(Scarecrow Press, Inc., 176 pages, $60)
By Ted Bergmann and Ira Skutch
In the late 1940s and early 1950s, the surge of commercial television found Americans mesmerized by shows from four networks: ABC, CBS, NBC and Du Mont. Most people today under 50 are unaware of Du Mont as a fourth network — or that multitudes watched programs on Du Mont TV sets.
Ted Bergmann, a former managing director of the Du Mont network, and Ira Skutch, who has written and edited several books for the DGA, tell the important story of the network's rise and fall, and of the man behind it.

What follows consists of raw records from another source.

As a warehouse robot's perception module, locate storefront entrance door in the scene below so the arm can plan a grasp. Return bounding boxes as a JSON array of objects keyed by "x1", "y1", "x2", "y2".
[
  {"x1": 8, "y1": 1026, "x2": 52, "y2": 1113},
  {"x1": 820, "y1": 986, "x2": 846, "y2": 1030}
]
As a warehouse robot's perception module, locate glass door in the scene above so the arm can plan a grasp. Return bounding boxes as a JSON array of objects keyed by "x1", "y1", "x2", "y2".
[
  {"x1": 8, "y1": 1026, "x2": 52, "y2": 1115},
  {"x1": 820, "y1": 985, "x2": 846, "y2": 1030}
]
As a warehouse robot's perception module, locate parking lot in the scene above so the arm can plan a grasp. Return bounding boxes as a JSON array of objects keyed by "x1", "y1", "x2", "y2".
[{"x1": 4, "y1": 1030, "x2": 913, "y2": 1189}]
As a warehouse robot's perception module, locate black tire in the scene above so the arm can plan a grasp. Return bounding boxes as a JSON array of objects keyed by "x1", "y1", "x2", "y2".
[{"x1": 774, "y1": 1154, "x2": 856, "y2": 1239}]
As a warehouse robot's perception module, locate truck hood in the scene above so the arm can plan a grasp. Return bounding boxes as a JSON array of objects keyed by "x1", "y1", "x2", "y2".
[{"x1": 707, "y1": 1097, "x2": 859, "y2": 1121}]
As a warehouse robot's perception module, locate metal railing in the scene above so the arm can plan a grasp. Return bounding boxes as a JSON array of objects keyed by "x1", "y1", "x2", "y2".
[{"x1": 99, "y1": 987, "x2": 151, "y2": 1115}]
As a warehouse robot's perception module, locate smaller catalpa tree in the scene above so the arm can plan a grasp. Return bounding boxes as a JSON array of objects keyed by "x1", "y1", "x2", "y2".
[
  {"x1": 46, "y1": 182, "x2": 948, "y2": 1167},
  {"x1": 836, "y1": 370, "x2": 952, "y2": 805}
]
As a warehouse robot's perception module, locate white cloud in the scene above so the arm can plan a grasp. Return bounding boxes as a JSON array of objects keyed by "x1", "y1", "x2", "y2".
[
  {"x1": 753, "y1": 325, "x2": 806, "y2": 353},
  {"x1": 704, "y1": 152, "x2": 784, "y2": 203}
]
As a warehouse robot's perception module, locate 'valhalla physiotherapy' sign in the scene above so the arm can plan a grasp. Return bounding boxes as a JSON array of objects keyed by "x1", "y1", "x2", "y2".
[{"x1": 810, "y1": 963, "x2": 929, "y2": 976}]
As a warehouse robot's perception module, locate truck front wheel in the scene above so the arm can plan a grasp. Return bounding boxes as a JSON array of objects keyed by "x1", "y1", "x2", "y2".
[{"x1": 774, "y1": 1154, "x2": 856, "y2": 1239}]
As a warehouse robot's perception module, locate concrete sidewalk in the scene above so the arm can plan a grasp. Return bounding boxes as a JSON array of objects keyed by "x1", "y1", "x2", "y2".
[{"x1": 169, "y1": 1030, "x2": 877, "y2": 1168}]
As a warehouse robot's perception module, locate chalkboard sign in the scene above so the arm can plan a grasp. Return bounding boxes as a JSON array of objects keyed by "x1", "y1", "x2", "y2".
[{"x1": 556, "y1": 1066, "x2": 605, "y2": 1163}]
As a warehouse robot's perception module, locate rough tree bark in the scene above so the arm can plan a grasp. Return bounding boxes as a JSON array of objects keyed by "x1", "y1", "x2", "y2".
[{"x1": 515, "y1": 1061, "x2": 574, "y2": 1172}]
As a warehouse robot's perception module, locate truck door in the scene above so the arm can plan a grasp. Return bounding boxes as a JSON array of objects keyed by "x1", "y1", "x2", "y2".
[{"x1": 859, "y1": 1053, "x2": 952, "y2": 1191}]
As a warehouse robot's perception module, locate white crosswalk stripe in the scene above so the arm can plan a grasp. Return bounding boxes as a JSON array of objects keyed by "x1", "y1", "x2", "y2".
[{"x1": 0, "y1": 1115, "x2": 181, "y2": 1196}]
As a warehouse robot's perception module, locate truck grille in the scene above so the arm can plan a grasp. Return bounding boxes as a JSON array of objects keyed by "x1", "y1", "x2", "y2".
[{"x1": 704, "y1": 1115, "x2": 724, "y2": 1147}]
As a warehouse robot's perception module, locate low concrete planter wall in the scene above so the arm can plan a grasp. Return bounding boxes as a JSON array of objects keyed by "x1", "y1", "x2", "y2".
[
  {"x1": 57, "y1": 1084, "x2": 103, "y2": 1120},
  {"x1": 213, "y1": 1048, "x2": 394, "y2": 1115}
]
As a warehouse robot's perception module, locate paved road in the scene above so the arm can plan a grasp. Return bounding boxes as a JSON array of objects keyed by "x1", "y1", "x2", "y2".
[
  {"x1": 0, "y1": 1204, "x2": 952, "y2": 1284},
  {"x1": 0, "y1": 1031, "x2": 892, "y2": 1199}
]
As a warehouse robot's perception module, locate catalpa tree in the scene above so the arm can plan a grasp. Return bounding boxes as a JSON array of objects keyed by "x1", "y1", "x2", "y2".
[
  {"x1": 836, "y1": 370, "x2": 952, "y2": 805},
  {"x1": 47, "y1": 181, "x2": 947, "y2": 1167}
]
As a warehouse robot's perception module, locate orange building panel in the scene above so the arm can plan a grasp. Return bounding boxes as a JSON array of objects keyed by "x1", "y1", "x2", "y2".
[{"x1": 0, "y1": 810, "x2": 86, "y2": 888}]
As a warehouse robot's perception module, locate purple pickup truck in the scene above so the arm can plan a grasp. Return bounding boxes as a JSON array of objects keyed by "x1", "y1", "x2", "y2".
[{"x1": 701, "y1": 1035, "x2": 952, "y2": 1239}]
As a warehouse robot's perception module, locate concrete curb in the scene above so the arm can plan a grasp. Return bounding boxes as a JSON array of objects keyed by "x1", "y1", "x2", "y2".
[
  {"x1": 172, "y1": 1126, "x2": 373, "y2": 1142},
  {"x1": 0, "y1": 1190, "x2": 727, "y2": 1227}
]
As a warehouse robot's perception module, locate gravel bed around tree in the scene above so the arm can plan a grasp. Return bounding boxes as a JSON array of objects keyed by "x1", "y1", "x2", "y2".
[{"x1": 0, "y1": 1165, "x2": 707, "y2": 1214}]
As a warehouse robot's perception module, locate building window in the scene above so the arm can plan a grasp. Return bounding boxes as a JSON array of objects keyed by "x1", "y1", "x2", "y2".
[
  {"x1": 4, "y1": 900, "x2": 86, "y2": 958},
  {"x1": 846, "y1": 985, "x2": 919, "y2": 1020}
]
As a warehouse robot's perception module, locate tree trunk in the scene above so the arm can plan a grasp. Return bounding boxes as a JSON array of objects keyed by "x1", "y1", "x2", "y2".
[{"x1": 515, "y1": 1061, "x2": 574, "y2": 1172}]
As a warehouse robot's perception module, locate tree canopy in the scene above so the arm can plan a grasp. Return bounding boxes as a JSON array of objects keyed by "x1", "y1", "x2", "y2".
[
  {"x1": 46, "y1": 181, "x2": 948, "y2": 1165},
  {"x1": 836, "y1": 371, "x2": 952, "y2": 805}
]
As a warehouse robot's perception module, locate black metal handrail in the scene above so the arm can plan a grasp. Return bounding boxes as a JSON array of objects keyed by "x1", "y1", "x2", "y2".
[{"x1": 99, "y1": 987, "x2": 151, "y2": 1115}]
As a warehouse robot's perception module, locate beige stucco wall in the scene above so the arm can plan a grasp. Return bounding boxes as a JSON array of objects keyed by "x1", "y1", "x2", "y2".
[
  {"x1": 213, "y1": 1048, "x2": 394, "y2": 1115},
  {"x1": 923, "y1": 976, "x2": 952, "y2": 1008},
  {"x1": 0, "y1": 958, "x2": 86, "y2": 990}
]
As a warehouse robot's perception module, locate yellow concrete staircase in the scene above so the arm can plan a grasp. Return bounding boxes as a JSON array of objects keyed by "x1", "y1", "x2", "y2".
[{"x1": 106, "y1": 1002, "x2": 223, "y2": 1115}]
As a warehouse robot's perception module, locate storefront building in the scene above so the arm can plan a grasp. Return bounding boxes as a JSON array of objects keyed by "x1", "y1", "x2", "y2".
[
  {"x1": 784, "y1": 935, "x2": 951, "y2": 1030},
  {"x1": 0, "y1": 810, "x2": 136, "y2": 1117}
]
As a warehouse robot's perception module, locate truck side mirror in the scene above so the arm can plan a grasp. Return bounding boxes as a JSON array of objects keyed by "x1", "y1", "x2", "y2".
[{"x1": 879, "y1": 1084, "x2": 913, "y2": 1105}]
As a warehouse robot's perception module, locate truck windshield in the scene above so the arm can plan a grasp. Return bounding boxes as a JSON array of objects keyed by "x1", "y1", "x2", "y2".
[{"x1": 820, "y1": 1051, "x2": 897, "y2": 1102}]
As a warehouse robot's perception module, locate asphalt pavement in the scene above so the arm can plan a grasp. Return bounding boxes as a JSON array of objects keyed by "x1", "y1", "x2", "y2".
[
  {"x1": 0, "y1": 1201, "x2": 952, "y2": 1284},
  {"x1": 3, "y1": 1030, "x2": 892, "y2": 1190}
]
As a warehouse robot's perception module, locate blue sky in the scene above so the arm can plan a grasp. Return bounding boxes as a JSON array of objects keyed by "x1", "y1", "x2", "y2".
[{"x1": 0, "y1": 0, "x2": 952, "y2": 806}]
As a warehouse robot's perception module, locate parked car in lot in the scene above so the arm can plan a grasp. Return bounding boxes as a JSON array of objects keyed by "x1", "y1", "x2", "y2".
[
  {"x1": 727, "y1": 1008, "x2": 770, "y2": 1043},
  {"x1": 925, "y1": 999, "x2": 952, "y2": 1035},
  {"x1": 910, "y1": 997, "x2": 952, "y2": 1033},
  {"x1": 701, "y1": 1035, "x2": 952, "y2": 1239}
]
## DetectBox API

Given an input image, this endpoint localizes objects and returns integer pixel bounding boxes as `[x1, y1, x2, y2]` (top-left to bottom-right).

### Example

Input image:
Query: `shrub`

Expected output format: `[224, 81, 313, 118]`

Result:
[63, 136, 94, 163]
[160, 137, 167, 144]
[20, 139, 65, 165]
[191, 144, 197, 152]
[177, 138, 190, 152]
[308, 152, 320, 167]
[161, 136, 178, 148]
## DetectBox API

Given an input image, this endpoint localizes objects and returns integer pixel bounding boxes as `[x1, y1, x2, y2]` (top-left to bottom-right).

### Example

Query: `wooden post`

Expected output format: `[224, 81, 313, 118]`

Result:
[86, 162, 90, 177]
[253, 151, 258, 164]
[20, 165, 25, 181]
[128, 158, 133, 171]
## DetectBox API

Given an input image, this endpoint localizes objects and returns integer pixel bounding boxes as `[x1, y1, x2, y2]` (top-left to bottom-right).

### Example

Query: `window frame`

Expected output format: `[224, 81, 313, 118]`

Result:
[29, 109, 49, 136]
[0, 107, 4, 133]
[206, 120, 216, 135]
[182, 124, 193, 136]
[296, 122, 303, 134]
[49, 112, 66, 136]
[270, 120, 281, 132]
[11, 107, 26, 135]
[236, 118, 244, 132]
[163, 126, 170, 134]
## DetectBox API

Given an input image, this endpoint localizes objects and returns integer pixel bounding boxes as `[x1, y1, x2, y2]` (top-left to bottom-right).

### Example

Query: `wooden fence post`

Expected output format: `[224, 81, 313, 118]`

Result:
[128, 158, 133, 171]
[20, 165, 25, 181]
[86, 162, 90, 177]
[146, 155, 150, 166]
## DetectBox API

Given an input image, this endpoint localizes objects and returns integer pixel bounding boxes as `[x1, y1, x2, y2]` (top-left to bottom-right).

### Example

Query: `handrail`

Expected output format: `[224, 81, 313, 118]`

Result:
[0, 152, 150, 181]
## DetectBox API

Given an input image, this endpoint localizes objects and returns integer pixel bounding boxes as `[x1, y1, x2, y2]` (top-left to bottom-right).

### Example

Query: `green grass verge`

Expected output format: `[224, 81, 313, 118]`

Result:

Alan Du Mont (1901–1965) helped build the first transmitter to broadcast sight and sound simultaneously. He developed the Electrocam — a 35 millimeter motion picture camera mounted beside a television camera to record live TV shows. This let pre-videotape era directors "edit together the output of three cameras [and] ... produce a film program with live techniques."
The Du Mont network carried Cavalcade of Stars, where Jackie Gleason dazzled audiences with his now famous characters. (When Gleason first moved to CBS, The Honeymooners segments were saved for posterity thanks to Du Mont's Electrocam.)
In addition to presenting other Du Mont innovations in content as well as technology, Bergmann and Skutch provide essential information on the history of broadcasting as they salute the man "who made television possible.